In the Delaware, the company completed 25 wells targeting the Wolfcamp Formation with an average treated lateral length of 6,500 feet per well and average 30-day initial production (IP) rates per well of 3,010 boe/d. EOG also completed 19 wells in the sub-basin's Bone Spring Formation, with an average treated lateral length of 5,600 feet per well and average 30-day IP rates per well of 2,130 boe/d. An additional three wells were completed in the Leonard Formation, with laterals averaging 5,400 feet per well and average 30-day IP rates per well of 1,615 boe/d.
EOG completed 51 wells in the Eagle Ford with an average treated lateral length of 6,500 feet per well and average 30-day IP rates per well of 1,960 boe/d. The company also completed 22 wells in the Bakken with an average treated lateral length of 8,400 feet per well and average 30-day IP rates per well of 1,450 boe/d.

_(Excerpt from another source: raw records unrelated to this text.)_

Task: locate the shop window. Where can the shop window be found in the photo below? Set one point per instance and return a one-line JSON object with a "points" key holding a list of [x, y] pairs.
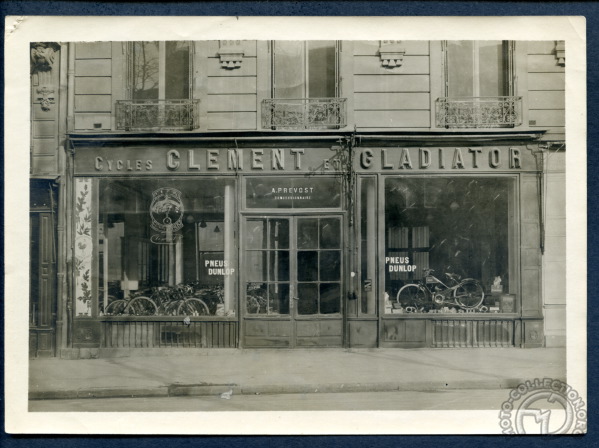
{"points": [[166, 247], [462, 227], [368, 250], [305, 86]]}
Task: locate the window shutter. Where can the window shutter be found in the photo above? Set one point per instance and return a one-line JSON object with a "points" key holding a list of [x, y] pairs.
{"points": [[191, 69], [338, 50]]}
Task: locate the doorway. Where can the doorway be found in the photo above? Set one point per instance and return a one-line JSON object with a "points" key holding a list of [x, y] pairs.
{"points": [[292, 285]]}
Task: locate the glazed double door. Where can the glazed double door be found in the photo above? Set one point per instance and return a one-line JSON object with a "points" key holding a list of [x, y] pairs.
{"points": [[292, 281]]}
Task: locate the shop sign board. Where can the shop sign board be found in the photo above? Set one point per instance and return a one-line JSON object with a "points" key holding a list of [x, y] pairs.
{"points": [[172, 160]]}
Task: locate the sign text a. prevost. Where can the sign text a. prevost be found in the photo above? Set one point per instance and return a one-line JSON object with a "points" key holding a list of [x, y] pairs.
{"points": [[366, 159]]}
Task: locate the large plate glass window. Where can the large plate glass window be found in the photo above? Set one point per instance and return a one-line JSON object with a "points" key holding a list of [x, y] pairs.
{"points": [[166, 247], [458, 226]]}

Rounding out its activity, EOG completed eight wells in the PRB's Turner Formation in the second quarter with an average treated lateral length of 8,700 feet per well and average 30-day IP rates per well of 1,745 boe/d. In the DJ Basin, it completed 10 wells with an average treated lateral length of 9,000 feet per well and average 30-day IP rates per well of 885 boe/d.
"As we've said many times before, the key to great wells is high-quality rock," Thomas said. "Our multi-decade database and learning curve gives us a huge lead in identifying the best rock to add new and better drilling potential to the company."

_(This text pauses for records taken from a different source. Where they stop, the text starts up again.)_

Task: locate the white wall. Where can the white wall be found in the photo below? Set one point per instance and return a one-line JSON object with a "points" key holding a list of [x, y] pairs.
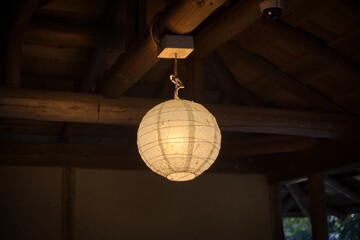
{"points": [[135, 205], [30, 203]]}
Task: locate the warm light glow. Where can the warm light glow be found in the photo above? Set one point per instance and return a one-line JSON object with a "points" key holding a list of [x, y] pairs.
{"points": [[179, 139]]}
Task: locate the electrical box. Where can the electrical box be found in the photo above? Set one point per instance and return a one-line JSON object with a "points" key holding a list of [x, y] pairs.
{"points": [[179, 44]]}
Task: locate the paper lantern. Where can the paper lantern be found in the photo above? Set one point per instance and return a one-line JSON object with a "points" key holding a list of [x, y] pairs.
{"points": [[179, 139]]}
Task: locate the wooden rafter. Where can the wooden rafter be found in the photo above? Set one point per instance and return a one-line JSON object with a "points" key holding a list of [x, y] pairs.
{"points": [[73, 36], [97, 156], [92, 108], [128, 69], [308, 45], [238, 18], [279, 77], [14, 38], [323, 157], [229, 84]]}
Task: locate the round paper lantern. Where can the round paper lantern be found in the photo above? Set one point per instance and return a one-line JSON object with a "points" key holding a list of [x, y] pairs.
{"points": [[179, 139]]}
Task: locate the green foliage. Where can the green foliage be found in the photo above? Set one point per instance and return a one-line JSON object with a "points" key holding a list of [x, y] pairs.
{"points": [[300, 228], [297, 228], [348, 229]]}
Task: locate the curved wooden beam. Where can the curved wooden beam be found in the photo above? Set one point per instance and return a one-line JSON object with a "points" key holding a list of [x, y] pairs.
{"points": [[129, 67], [92, 108]]}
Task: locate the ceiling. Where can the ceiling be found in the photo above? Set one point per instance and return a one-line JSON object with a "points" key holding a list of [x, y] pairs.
{"points": [[77, 76]]}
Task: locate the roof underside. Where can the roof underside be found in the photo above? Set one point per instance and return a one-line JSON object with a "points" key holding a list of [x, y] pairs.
{"points": [[308, 60]]}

Looking for new plays in a 'robust manner'
During Tuesday's call, Thomas said the company was "focused on capturing high quality rock and the sweet spot of new premium plays with strong leasing efforts underway this year." But during the Q&A portion of the call, he kept details over those efforts close to the vest.

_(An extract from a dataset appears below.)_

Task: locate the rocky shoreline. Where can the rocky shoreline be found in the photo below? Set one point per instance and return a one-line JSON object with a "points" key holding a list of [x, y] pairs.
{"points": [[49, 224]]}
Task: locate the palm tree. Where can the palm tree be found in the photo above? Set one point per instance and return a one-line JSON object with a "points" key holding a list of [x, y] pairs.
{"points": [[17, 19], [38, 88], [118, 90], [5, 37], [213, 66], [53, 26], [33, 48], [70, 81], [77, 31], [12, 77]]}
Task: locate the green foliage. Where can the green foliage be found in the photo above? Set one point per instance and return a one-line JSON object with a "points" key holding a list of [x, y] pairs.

"It's been a very steep learning curve in the last few years," Thomas said. "[This year, we are taking] that proprietary knowledge...in a very robust manner to look for new plays, and we believe we have a lead on the industry and we have a unique opportunity window, particularly this year, to add additional acreage in those kinds of plays.
"We have increased exploration spending this year to do that. And so the whole process of gathering that data and collecting that data and analyzing that data has been a huge part of that, and we're taking that advantage and using it this year."
EOG left its capex budget for the full-year 2017 unchanged at $3.7-4.1 billion. It also maintained its plan to complete 480 net wells.
The company said it expects total oil production will range from 335,500-345,700 b/d in 3Q2017. It also projected total NGL production of 77,000-83,000 b/d and U.S. natural gas production of 720-760 MMcf/d. Meanwhile, LOEs were expected to be $4.40-4.80/boe, while transportation costs would range from $3.30-3.80/boe and DD&A costs of $15.55-15.95/boe are projected in the third quarter.
For 2Q2017, EOG reported net income of $23.1 million (4 cents/share), compared to a net loss of $292.6 million (minus 53 cents) for the same period last year. Adjusted net income was $46.7 million (8 cents), compared to an adjusted net loss of $209.7 million (minus 38 cents) in 2Q2016. In a note to clients Tuesday, analysts with Wells Fargo Securities LLC said Wall Street had expected adjusted net earnings of 11 cents/share.